I calmed my racing heart. I know if the sound had come from our house the alarms would have already sounded. Our security service would be ringing our phones; the police would be on their way. No I know the source of the sound of broken glass.

Evergreen Terrace was a quiet street, so so we thought. Deliciously boring Denny called it during our first walk-through. After years in Center City, boring was what we desperately craved. When we moved in six years ago we were nervous the neighbors might be standoffish to us, the new neighbors, the new gay couple neighbors, the new gay interracial couple neighbors. I chuckled remembering how Denny was worried that the neighborhood would be pissy about his plans for a native plant garden instead of a lawn. That was before we knew we had moved next-door to chaos.

In bare feet, I walked over to the window overlooking the Sanders’ house. I can remember when it started. It was Fourth of July weekend. We had spent half the day painting and then went over to Angel and Marisol’s for a cookout. Once back home we crawled into bed achy and full-bellied. Denny had green paint in his hair that I didn’t bother to tell him about. We noticed a lot of cars parked on the street and in the nextdoor neighbor’s driveway. Hard Rock and hard partying blared out into the street. We figured well it was a holiday. The fighting started around 3 am.

That became the pattern. Every holiday from Christmas to Arbor Day, the next-door neighbors partied, drank, and fought. Over that first year we learned from the normal neighbors that Mr. Sanders had a drinking problem and a wandering eye and that Mrs. Sanders had a lot of trust issues and a mean left hook. Apparently the only thing the Sanders agreed on was throwing furniture as an emotional release.

Denny insisted we talk to them. We talked to them. We brought over homemade snickerdoodles. They were terse. The next day they hung up a Confederate flag and all of our trash cans were tipped over. We never got back our good cookie plate. We never spoke again.

Looking down I detected movement. It looked like flashlights moving inside the house. That’s new. Over the years the normal neighbors and I took turns calling the police. We hoped things would quiet down when SWAT arrested Mr. Sanders as part of a car theft ring. Things only got worse. The Sanders’ kids grew up. The music switched to skinhead punk and Ke$ha. Natural entrepreneurs, the Sanders teens peddled drugs and pit bull puppies. Nancy and Keith, the neighbors on the other side of the Sanders were convinced there was an underground dog fighting ring in the Sanders’ basement, but Denny and I think the basement is a grow house.

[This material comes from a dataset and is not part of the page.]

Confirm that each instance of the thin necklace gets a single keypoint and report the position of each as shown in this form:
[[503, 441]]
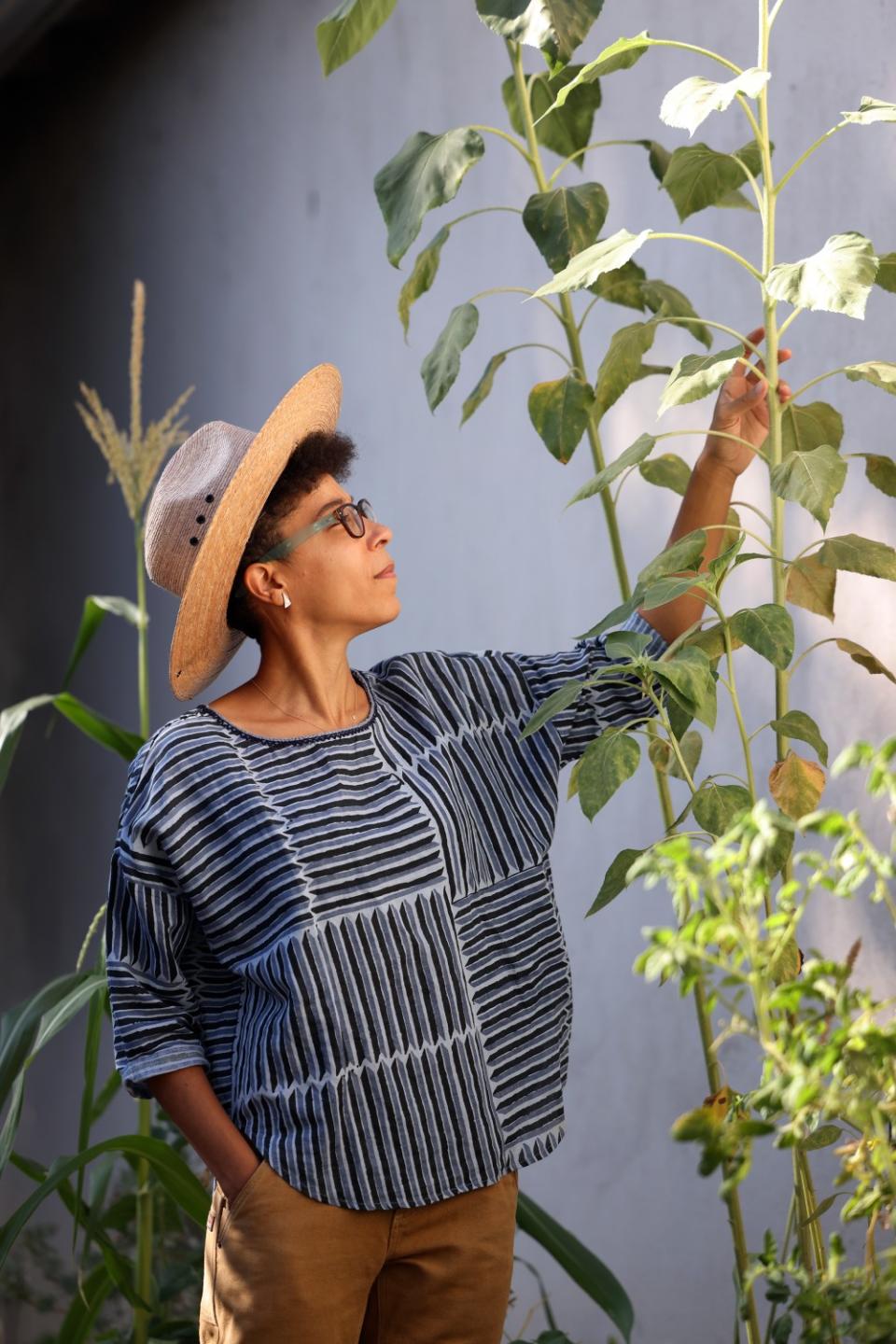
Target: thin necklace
[[253, 681]]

Below I watched as a couple of guys try to maneuver a flatscreen out of the Sanders’ front door. The thieves’ Corolla is already loaded with what looks like bags of weed and dog food. The Sanders’ dogs are barking to beat the band in the backyard. Denny snorted in his sleep and rolls deeper into sleep. I set down my bat and pull edover an ottoman. My phone vibrated. It was a text from Brad from across the street: What a couple of yahoos! Suze is calling 911. Next Nancy sent the group text a gif of McGruff the Crime Dog. I sent a laughing emoji as the bandits tried to fit the tv into their car trunk.